The $1 billion “would be worse than many people are expecting,” said Navid Malik, an analyst at Matrix Corporate Capital in London. “Paxil’s been different from most drugs,” said Harris Pogust, a lawyer from Conshohocken, Pennsylvania, who is handling suicide and withdrawal cases. “You’ve had three major personal injury litigations over one drug — the suicide, the birth defect and the withdrawal cases. To have three significant problems with one drug is really unusual.”

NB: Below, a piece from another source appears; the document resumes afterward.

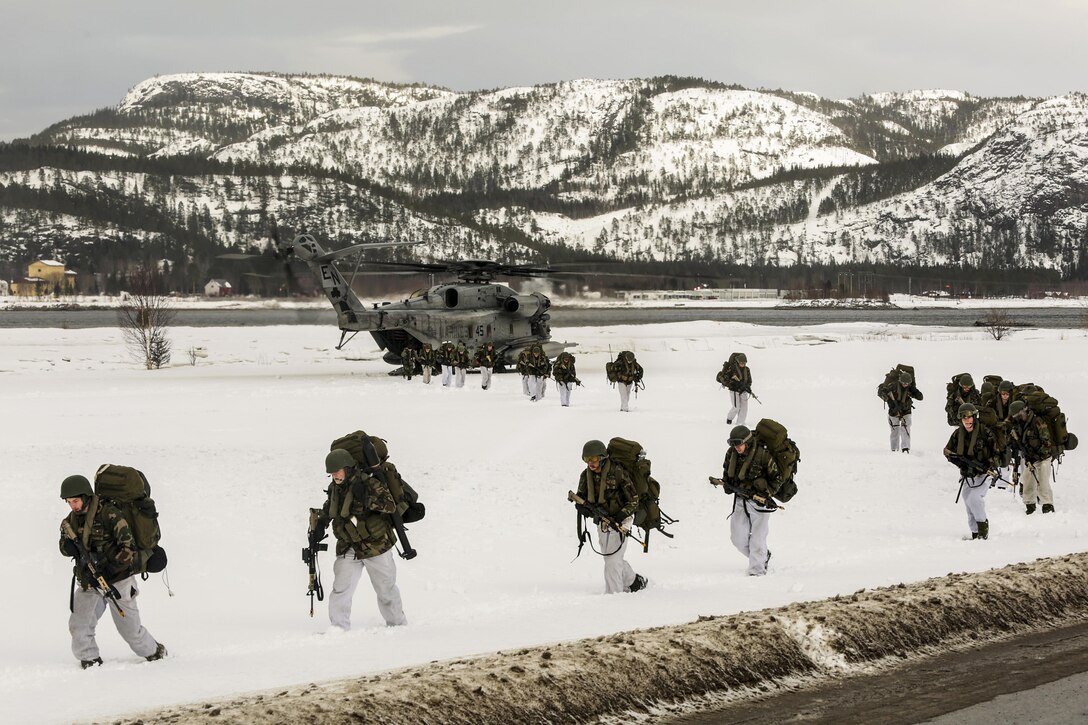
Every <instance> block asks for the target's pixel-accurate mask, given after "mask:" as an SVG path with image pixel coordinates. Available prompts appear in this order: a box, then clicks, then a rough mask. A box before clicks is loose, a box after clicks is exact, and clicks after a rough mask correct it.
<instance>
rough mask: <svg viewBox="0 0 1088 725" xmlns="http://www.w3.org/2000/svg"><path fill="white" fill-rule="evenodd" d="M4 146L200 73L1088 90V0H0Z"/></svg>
mask: <svg viewBox="0 0 1088 725" xmlns="http://www.w3.org/2000/svg"><path fill="white" fill-rule="evenodd" d="M0 28H2V29H0V34H2V35H0V37H2V39H3V41H2V42H0V140H11V139H12V138H16V137H25V136H28V135H30V134H33V133H36V132H38V131H41V130H44V128H45V127H47V126H48V125H50V124H51V123H54V122H58V121H62V120H64V119H66V118H69V116H72V115H76V114H79V113H86V112H89V111H92V110H95V109H98V108H102V107H110V106H115V105H116V103H118V102H119V101H120V100H121V99H122V97H123V96H124V94H125V91H127V90H128V89H129V88H132V87H133V86H134V85H136V84H137V83H139V82H140V81H144V79H145V78H148V77H152V76H156V75H165V74H171V73H185V72H200V71H271V72H284V73H299V72H307V73H329V74H344V75H355V76H361V77H370V78H374V79H378V81H388V82H398V83H411V82H419V83H425V84H433V85H440V86H445V87H447V88H452V89H454V90H478V89H486V88H497V87H506V86H517V85H533V84H539V83H552V82H556V81H566V79H570V78H584V77H592V78H629V77H647V76H654V75H665V74H672V75H692V76H700V77H703V78H707V79H713V81H720V82H722V83H737V84H741V85H744V86H747V87H752V88H759V87H764V88H786V89H790V90H808V91H813V93H817V94H820V95H821V96H827V97H831V98H845V97H851V96H857V95H861V94H866V93H870V94H871V93H879V91H882V90H910V89H916V88H951V89H956V90H965V91H967V93H970V94H974V95H976V96H1014V95H1024V96H1054V95H1062V94H1066V93H1068V91H1072V90H1081V91H1084V90H1088V73H1086V71H1085V69H1086V67H1088V50H1086V48H1088V44H1086V42H1085V39H1084V35H1085V30H1086V29H1088V0H912V1H910V2H903V1H900V2H893V3H892V2H881V0H741V1H734V0H702V1H701V0H663V1H660V2H654V1H652V0H578V1H577V2H576V1H574V0H549V1H547V2H528V1H521V0H442V1H438V0H421V1H413V0H393V1H390V0H385V1H384V2H371V1H369V0H305V1H295V2H284V1H283V0H185V1H184V2H178V1H175V0H96V1H95V2H67V1H62V0H0Z"/></svg>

Prescriptions for psychiatric drugs increased 50 percent with children in the US, and 73 percent among adults, from 1996 to 2006, according to a study in the May/June 2009 issue of the journal Health Affairs. The CIA “World Factbook” estimate the world population to be about 6.8 billion and the US population to be a mere 307 million. In an April 2008 report, the market research firm Datamonitor reported that the “US dominates the ADHD market with a 94 percent market share.”
Implicit to the drug companies’ messianic promises of health, happiness and economic productivity is a spurious parable of linear scientific progress: in spite of consistently inconclusive clinical trials, new psychotropic drugs are regularly marketed as improvements on old ones, ever more specific in their targeting of neurotransmitters, ever less productive of pernicious side effects.
Where once drugs were seen as poisons to be used judiciously and with caution, they are now treated as fertilisers whose more or less indiscriminate use can only do good. Where once farmers knew to keep their cattle out of fields growing the serotonin reuptake inhibiting weed, St John’s Wort, as it caused miscarriages, under industry influence women have been herded by doctors in exactly the opposite direction.
There is a direct correlation with the increase of antidepressant drug use and the rise in extreme, senseless violent acts. There are experts who have been trying to bring this to the attention of physicians, the FDA, and the public for more than a decade. Depression is not the problem. The drugs are the problem.